Le désir de “jeux coopératifs” est le désir d’en finir avec les affrontements. Mais cela ne peut pas arriver. La vie est une lutte pour la survie et la croissance. Il n’y a pas de fin au conflit, pas de ce côté-ci de la tombe. Un jeu sans conflit est un jeu mort.
Qu’est-ce qui alimente l’opposition ? Qu’est-ce qui rend le jeu conflictuel ?
Gérer les ressources
Les décisions triviales ne sont pas intéressantes. Vous vous souvenez de Courageuse Petite Angleterre ? Il n’y avait pas vraiment de décision, n’est-ce pas ?
Ou prenez Talisman de Robert Harris.
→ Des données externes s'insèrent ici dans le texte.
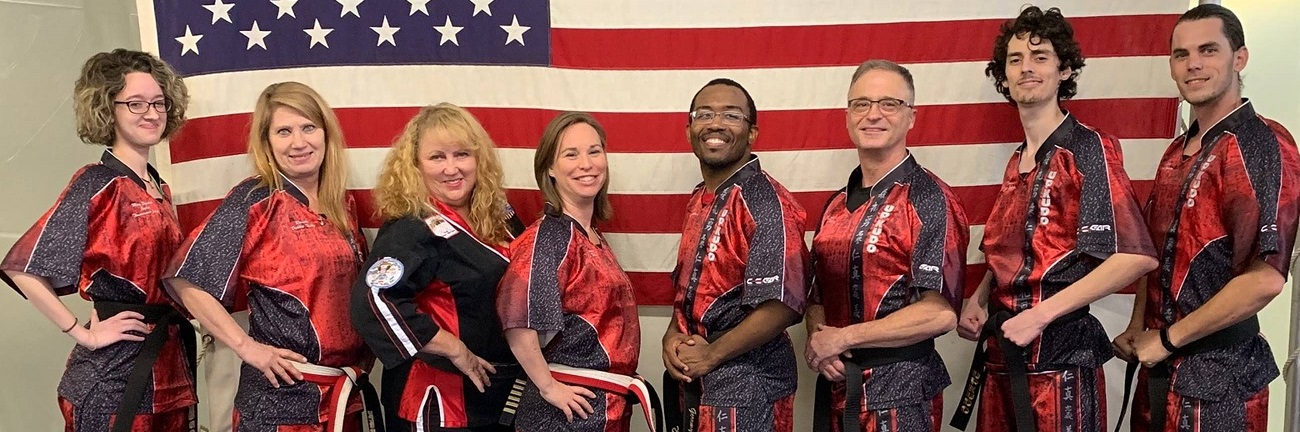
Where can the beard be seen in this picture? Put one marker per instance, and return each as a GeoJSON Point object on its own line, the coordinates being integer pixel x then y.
{"type": "Point", "coordinates": [1209, 96]}
{"type": "Point", "coordinates": [722, 158]}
À chaque tour, vous lancez un dé. Le résultat donne le nombre de cases dont vous pouvez vous déplacer. Vous pouvez aller vers la gauche ou vers la droite, le long du circuit.
Bon, c’est un petit peu mieux que les jeux de parcours traditionnel : j’ai un choix. Mais 99 fois sur 100, soit il n’y a pas de différence entre les deux cases d’arrivée, soit l’une est meilleure que l’autre de manière évidente. Le choix est truqué.
Un moyen de créer des choix qui soient significatifs est de donner aux joueurs des ressources à gérer. Ces “ressources” peuvent être n’importe quoi. Des divisions blindées. Des points de ravitaillement. Des cartes. Des points d’expérience. La connaissance de sorts. La possession de fiefs. L’amour d’une femme. Des faveurs du patron. La bonne volonté d’un PNJ. L’argent. La nourriture. Le sexe. La gloire. Une information.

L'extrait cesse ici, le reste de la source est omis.